<gchristensen>
hm not sure I'd like my builds to be able to do dns lookups in the sandbox
<domenkozar>
what if that was limited to /etc/hosts?
<domenkozar>
so you can only do it for 127.0.0.1?
<gchristensen>
would it leak my hostname?
<gchristensen>
would it leak ipv6 vs. ipv4 support? (localhost can point to one or the other or both) (these aren't arguments against it specifically, just curious)
<domenkozar>
I would imagine it uses /etc/hosts in reverse
<domenkozar>
so it would be deterministic and no leak anything afaik.
pie_ has joined #nixos-dev
<gchristensen>
neat
<gchristensen>
protocols and services ...
<gchristensen>
I'm thinking more and more this shouldn't be in Nix
<gchristensen>
but implemented as part of your build
<domenkozar>
that would require special nix.conf for each user :/
<domenkozar>
if you refer to extra sandbox files
<gchristensen>
don't make it impure :)
<domenkozar>
gchristensen: why do you think it shouldn't be in Nix
<domenkozar>
if it's deterministic?
<gchristensen>
brb
__Sander__ has quit [Quit: Konversation terminated!]

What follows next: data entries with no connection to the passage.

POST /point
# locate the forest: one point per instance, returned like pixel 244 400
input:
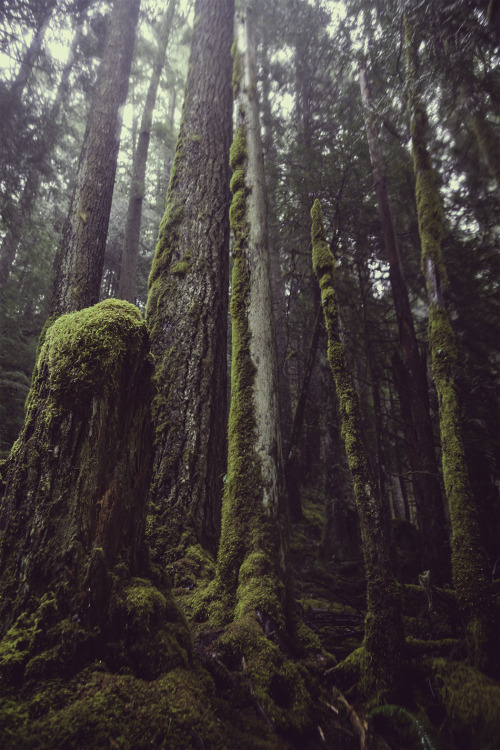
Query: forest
pixel 249 374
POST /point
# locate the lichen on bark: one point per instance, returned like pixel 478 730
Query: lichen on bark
pixel 468 559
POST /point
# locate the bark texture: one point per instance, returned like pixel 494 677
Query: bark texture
pixel 251 560
pixel 425 476
pixel 23 210
pixel 130 249
pixel 75 576
pixel 187 302
pixel 78 280
pixel 469 561
pixel 383 642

romildo has joined #nixos-dev
vcunat has joined #nixos-dev
__Sander__ has joined #nixos-dev
michaelpj_ has quit [Ping timeout: 240 seconds]
<gchristensen>
well the problem domenkozar is those files change not infrequently, and adding them via nix seems a bit strange, when it could be handled just fine by adding the protocols and services files in your build
<gchristensen>
so I think the lifecycle of those files don't match the lifecycle of the Nix program. additionally, they _change over time_ and your build maybe won't work properly if those files change between builds, so I think the data appropriately belongs as an input to your build
<domenkozar>
gchristensen: does it change that often?
<domenkozar>
I see, it's in iana-etc package
<gchristensen>
it certainly changes "periodically" but here's the definite kicker: your /etc/services and /etc/protocols is not the same as mine :)
<domenkozar>
I think we could have /etc/nsswitch setup statically (I really care about reverse dns)
<domenkozar>
gchristensen: my point is, it worked so far
<domenkozar>
by adding a few lines we can improve support for some tests that are currently disabled
<gchristensen>
aye
<gchristensen>
is it possible to set it up inside the build, though?
<gchristensen>
like maybe we could have a package with an activation hook which sets up rdns
<domenkozar>
next step could be for nix to expose setting these as attributes, but we'd have to think about security, etc
<gchristensen>
true
<gchristensen>
its not clear to me why the solution is in Nix though
<domenkozar>
I prefer to improve determinism globally for nix except per package
* domenkozar
remembers the days when LOTS of packages needed -lgcc_s
<gchristensen>
sure ... but we could put it in stdenv
<domenkozar>
I bet dogecoin eelco will be against adding a dns package there
<gchristensen>
haha fair
<domenkozar>
I see your point, don't get me wrong :)
<gchristensen>
I don't know the solution :P this is above my pay grade
<domenkozar>
lol
<domenkozar>
dammit, haskell people tell me it's easier to disable tests, nix people tell me we should modify stdenv
<domenkozar>
all I wanted was to run tests :P
<gchristensen>
haha
<gchristensen>
it sounds like the _first_ step is to try it in via what nix already provides, in your package
<domenkozar>
not sure I can
<domenkozar>
can't bind to 53
<domenkozar>
port 53
<domenkozar>
can't modify /etc/nsswitch.conf
<gchristensen>
ahhhhhhhh
<domenkozar>
best I can think of is nix.chrootDirs
<domenkozar>
but then I'll get reports sometimes tests fail
<domenkozar>
when folks won't bootstrap nix correctly
<__Sander__>
what about running the testcases in a VM?
<__Sander__>
in a Nix expression
<__Sander__>
by using the NixOS test driver facilities?
<gchristensen>
that seems promising
<__Sander__>
that's one of the main reasons the NixOS test driver was invented
<__Sander__>
I, for example, use it quite extensively to test disnix
<gchristensen>
fwiw it isn't uncommon for people to put custom stuff in services, and from there it wouldn't be unreasonable for test cases to also expect custom things in it. I reckon this is why I think it makes it not really a good part of Nix core
<vcunat>
right, providing DNS seems heavy enough to use a container or VM for the test
<Sonarpulse>
sphalerite: any luck recently getting rid of RPATHs?